Question Box
● The Man’s Salvation book (page 208, paragraph 8) and the October 1, 1975, Watchtower present different explanations as to who is represented by the “man” that planted the mustard grain. (Matt. 13:31, 32) Which is correct?
In the October 1, 1975, Watchtower, page 600, paragraph 22, we read: “Jesus Christ, with his prophetic foresight, could foreknow the outcome for the symbolic mustard grain that he planted in the first century.” So Jesus is to be considered as the planter referred to in this parable.

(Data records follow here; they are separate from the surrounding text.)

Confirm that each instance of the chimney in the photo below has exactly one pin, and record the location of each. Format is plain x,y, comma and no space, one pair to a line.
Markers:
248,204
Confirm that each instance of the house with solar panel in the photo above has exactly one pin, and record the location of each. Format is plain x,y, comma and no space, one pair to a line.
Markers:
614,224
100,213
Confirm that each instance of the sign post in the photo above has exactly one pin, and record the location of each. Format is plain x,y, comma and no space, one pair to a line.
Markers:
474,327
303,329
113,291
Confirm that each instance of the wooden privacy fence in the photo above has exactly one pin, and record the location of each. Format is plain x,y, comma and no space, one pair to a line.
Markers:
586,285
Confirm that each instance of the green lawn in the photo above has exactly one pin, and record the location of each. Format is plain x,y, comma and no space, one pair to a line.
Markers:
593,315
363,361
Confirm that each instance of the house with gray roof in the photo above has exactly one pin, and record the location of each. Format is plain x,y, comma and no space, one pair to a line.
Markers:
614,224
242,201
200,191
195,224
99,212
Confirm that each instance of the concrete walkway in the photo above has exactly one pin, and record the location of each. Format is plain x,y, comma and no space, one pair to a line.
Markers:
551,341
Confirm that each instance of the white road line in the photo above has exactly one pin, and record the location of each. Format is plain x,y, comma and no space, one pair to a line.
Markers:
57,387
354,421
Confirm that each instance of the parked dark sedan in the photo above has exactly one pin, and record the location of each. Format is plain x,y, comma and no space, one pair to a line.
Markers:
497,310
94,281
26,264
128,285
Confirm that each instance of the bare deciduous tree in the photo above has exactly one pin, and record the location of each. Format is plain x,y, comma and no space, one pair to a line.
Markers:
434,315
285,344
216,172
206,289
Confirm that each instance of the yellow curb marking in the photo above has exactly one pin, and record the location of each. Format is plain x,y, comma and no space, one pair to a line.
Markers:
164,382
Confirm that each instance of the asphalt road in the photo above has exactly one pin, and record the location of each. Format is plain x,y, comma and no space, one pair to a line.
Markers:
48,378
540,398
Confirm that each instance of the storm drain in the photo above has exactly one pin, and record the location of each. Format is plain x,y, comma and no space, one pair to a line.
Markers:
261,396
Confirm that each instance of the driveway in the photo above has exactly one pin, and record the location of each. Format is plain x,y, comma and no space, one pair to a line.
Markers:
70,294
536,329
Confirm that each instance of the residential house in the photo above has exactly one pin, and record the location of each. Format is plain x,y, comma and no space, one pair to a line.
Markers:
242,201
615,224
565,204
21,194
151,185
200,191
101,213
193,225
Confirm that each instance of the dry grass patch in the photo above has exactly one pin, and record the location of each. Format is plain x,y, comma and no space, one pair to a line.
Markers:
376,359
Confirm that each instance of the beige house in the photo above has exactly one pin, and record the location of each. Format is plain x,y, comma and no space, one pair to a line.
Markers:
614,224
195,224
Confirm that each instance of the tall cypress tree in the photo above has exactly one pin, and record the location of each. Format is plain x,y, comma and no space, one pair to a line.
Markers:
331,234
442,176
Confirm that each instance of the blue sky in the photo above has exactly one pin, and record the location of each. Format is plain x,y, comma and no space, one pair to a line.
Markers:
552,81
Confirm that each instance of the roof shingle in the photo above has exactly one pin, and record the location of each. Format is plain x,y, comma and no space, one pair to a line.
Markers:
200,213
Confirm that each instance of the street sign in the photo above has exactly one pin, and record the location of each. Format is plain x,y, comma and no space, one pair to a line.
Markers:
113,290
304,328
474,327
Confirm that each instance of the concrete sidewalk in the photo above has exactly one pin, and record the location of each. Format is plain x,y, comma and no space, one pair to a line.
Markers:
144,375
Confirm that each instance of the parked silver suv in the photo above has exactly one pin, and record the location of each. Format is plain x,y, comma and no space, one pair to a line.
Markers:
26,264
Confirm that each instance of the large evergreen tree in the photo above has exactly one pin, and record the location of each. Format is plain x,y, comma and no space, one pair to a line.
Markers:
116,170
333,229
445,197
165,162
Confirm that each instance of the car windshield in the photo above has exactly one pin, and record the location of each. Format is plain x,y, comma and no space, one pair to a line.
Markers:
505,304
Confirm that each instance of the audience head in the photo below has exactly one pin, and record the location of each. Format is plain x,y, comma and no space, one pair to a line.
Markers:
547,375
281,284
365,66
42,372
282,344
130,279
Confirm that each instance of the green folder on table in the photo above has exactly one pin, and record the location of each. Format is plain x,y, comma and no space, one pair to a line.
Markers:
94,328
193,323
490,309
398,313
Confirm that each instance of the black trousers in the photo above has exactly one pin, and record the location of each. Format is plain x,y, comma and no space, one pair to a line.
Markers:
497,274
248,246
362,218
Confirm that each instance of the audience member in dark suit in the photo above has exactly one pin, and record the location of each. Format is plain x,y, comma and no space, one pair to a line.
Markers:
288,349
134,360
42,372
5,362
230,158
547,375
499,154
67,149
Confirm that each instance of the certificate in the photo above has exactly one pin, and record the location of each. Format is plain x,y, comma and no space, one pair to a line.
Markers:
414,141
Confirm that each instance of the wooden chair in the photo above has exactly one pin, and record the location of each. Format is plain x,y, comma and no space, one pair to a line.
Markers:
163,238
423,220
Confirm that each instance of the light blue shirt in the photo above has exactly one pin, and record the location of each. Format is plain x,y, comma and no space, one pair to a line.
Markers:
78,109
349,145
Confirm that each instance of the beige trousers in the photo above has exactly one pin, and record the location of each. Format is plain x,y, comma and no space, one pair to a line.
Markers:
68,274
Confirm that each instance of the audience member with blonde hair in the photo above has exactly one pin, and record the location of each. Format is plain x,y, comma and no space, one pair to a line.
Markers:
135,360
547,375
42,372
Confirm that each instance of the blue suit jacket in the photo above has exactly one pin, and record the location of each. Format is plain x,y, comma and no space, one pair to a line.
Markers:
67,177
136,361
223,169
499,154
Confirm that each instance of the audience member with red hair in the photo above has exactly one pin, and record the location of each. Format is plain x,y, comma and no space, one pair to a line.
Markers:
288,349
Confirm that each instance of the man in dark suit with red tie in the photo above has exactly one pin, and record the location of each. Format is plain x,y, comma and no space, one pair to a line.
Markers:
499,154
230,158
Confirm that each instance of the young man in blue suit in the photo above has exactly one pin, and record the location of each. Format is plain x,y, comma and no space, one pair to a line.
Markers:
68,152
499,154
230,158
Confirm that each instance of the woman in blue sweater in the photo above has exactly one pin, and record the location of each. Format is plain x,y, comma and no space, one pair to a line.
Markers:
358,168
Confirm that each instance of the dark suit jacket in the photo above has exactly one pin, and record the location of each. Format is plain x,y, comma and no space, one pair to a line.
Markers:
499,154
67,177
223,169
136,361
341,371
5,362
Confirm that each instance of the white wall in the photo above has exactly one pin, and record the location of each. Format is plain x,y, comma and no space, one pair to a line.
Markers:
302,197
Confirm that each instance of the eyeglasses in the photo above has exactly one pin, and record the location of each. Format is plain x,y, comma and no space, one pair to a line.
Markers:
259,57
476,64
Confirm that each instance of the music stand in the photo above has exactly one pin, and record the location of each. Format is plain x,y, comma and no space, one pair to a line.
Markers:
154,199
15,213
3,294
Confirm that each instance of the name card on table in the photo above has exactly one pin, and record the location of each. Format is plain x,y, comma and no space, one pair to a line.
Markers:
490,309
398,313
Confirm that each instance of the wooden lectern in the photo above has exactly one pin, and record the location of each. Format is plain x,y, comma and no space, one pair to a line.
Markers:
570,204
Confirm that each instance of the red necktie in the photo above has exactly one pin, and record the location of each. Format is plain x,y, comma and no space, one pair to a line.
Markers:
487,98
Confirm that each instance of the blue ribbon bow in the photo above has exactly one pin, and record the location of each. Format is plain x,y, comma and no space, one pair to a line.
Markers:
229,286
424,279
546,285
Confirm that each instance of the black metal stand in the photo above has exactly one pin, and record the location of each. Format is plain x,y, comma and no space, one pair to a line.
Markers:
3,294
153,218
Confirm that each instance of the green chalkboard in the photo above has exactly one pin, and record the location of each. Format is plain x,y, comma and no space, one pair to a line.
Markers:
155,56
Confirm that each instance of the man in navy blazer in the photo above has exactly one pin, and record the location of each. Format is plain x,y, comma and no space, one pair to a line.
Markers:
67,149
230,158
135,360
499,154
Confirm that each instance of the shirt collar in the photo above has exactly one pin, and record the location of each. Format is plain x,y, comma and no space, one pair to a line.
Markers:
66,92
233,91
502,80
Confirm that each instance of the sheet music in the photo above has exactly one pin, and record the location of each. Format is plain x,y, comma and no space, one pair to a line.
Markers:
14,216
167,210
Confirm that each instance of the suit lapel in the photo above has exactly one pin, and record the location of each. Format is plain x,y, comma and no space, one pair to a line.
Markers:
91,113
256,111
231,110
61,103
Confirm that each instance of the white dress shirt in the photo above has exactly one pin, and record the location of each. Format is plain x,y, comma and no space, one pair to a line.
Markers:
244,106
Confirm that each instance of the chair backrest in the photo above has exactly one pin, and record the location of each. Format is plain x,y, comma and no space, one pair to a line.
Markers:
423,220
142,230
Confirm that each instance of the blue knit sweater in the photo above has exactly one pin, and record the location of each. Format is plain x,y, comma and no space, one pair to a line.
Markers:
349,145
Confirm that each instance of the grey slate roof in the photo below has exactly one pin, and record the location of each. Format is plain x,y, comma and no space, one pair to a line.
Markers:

An adjustment is being made in the printing of all future copies of the Man’s Salvation book to read in harmony with this viewpoint.
The reasoning followed by The Watchtower is consistent with what is found at Isaiah 5:2 and Jeremiah 2:21. There, Jehovah God’s experience with Israel was that he had planted Israel as a “choice red vine,” but Israel turned out to be a nation of “wild grapes” or, as Jeremiah says, a ‘degenerate, foreign vine.’ The parable, then, would indicate that Jesus foresaw a parallel experience between what happened to Israel and that in connection with the “kingdom of the heavens” referred to in the illustration. Hence, The Watchtower presents the corrected understanding that Jesus indeed is the planter of the mustard grain in the first century.